Pelitanusantara.com Desa Karangsetia, Kecamatan Karangbahagia, Kabupaten Bekasi – Pokdarwis Alam Setia Lestari Desa Karangsetia mengembangkan perkebunan pepaya California dan budidaya perikanan air tawar di Tanah Kas Desa (TKD) Karang Mukti. Lahan yang sebelumnya berupa semak belukar dan dikerjasamakan dengan pihak ketiga kini berubah menjadi lahan produktif dengan 2000 pohon pepaya California yang telah tumbuh sekitar 1 meter dalam 3 bulan.

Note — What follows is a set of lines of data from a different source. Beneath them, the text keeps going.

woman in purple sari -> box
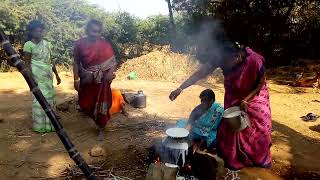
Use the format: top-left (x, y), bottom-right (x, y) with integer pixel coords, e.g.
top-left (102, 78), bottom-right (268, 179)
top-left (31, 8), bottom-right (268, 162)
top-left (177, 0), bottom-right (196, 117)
top-left (170, 43), bottom-right (272, 170)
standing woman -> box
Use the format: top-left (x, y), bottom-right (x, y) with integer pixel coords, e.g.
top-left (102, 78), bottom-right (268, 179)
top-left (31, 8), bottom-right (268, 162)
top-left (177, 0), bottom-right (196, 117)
top-left (23, 20), bottom-right (61, 133)
top-left (74, 20), bottom-right (117, 141)
top-left (170, 42), bottom-right (271, 172)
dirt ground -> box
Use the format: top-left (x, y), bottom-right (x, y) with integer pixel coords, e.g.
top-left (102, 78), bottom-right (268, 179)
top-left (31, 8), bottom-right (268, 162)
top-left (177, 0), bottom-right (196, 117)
top-left (0, 72), bottom-right (320, 180)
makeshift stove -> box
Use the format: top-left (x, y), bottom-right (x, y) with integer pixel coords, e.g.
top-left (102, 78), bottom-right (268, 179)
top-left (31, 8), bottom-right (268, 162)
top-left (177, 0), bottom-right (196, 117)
top-left (147, 128), bottom-right (199, 180)
top-left (147, 128), bottom-right (224, 180)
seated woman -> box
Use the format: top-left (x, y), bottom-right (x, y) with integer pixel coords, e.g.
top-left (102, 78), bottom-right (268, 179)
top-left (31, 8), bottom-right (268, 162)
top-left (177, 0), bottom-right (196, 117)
top-left (177, 89), bottom-right (224, 149)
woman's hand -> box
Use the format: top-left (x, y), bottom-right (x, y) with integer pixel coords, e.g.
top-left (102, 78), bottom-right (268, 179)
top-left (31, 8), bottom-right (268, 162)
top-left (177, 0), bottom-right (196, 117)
top-left (169, 88), bottom-right (182, 101)
top-left (240, 100), bottom-right (248, 112)
top-left (105, 72), bottom-right (116, 83)
top-left (56, 75), bottom-right (61, 85)
top-left (73, 80), bottom-right (80, 92)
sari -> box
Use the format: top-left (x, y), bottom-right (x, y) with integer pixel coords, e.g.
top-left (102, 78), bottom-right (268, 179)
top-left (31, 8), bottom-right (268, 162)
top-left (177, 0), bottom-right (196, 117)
top-left (218, 48), bottom-right (272, 170)
top-left (109, 89), bottom-right (125, 116)
top-left (74, 38), bottom-right (117, 127)
top-left (23, 40), bottom-right (56, 133)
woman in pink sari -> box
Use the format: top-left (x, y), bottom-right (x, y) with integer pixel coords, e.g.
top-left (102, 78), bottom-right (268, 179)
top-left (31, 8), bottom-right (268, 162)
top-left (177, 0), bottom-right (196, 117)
top-left (170, 42), bottom-right (272, 170)
top-left (74, 20), bottom-right (117, 141)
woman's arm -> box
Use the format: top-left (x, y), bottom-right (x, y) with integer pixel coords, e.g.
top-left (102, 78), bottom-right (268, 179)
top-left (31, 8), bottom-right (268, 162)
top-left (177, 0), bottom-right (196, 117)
top-left (52, 62), bottom-right (61, 85)
top-left (169, 62), bottom-right (219, 101)
top-left (23, 52), bottom-right (32, 72)
top-left (73, 44), bottom-right (80, 91)
top-left (105, 66), bottom-right (117, 83)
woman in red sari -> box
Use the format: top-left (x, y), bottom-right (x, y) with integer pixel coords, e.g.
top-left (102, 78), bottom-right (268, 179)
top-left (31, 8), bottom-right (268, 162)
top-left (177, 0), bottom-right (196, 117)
top-left (74, 20), bottom-right (117, 141)
top-left (170, 45), bottom-right (272, 174)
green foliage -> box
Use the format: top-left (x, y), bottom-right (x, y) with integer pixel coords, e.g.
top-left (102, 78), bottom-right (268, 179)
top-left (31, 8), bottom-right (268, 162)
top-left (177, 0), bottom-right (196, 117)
top-left (0, 0), bottom-right (320, 65)
top-left (172, 0), bottom-right (320, 65)
top-left (0, 0), bottom-right (175, 64)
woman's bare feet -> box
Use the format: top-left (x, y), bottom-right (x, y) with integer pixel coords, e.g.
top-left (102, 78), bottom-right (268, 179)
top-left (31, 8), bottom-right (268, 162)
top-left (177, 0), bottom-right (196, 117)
top-left (98, 128), bottom-right (105, 141)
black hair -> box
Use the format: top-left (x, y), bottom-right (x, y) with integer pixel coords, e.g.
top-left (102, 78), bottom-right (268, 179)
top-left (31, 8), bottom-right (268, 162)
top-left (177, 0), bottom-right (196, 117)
top-left (27, 20), bottom-right (46, 40)
top-left (223, 42), bottom-right (245, 58)
top-left (200, 89), bottom-right (216, 101)
top-left (85, 19), bottom-right (103, 34)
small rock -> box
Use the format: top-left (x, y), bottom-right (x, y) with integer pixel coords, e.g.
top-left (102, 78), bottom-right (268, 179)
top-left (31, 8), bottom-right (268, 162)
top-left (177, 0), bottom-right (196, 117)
top-left (89, 145), bottom-right (106, 157)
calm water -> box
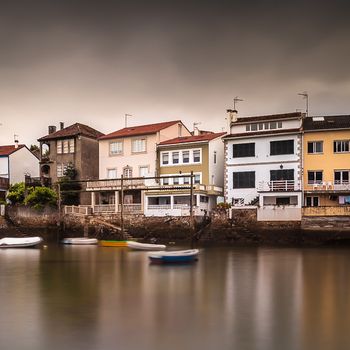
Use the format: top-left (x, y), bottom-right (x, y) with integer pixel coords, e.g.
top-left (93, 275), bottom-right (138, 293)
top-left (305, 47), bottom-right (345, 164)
top-left (0, 244), bottom-right (350, 350)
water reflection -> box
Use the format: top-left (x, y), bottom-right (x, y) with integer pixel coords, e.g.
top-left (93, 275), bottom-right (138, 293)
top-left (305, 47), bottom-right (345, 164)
top-left (0, 244), bottom-right (350, 350)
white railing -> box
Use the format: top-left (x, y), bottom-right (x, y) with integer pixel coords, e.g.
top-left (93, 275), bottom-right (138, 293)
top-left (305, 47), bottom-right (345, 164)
top-left (64, 205), bottom-right (92, 215)
top-left (93, 204), bottom-right (115, 214)
top-left (258, 180), bottom-right (301, 192)
top-left (86, 178), bottom-right (145, 190)
top-left (147, 204), bottom-right (171, 210)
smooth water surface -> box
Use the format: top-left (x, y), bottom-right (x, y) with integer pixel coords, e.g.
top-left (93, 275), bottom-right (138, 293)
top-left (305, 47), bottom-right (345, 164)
top-left (0, 244), bottom-right (350, 350)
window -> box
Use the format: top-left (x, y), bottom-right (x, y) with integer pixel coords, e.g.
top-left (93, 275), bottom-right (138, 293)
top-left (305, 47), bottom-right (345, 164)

Pengembangan ini sejalan dengan Program Ketahanan Pangan dan Makan Bergizi Gratis (MBG) yang menjadi program Presiden Prabowo, karena ikan dan buah pepaya merupakan menu utama hidangan bergizi gratis. Menurut Oman Firmansyah, Ketua Pokdarwis Alam Setia Lestari, pengembangan ini bertujuan untuk memanfaatkan lahan TKD Karangsetia agar tidak kembali menjadi belantara. “Kami ingin memanfaatkan lahan TKD Karangsetia agar tidak kembali menjadi belantara dengan mengembangkan perkebunan pepaya California dan budidaya perikanan air tawar,” ujar Oman.
Dalam pengembangan ini, Pokdarwis Alam Setia Lestari telah menanam 2000 pohon pepaya California di lahan TKD Karang Mukti. Pohon pepaya tersebut telah tumbuh sekitar 1 meter dalam 3 bulan. Oman mengungkapkan bahwa biaya pengembangan perkebunan pepaya California ini diperkirakan mencapai Rp 150 juta sampai panen. “Alhamdulillah, mudah-mudahan perkebunan pepaya California ini bisa berhasil sampai panen, di 4 sampai 5 bulan kedepan,” tambah Oman.
Selain mengembangkan perkebunan pepaya California, Pokdarwis Alam Setia Lestari juga mengembangkan budidaya perikanan air tawar. Mereka telah mengisi 40 empang dengan benih ikan Nila dan Gurame dari total 70 empang yang tersedia. “Kami berharap pihak pemerintah dapat mensupport dan mendorong usaha ini, agar bisa berkembang dan dapat menjadi salah satu penggerak ekonomi dan UMKM di Kabupaten Bekasi,” ujar Oman.
Dengan demikian, pengembangan perkebunan pepaya California dan budidaya perikanan air tawar dapat menjadi contoh sukses dan tempat edukasi bagi masyarakat. Pokdarwis Alam Setia Lestari berharap bahwa pengembangan ini dapat menjadi salah satu penggerak ekonomi dan UMKM di Kabupaten Bekasi.[SS]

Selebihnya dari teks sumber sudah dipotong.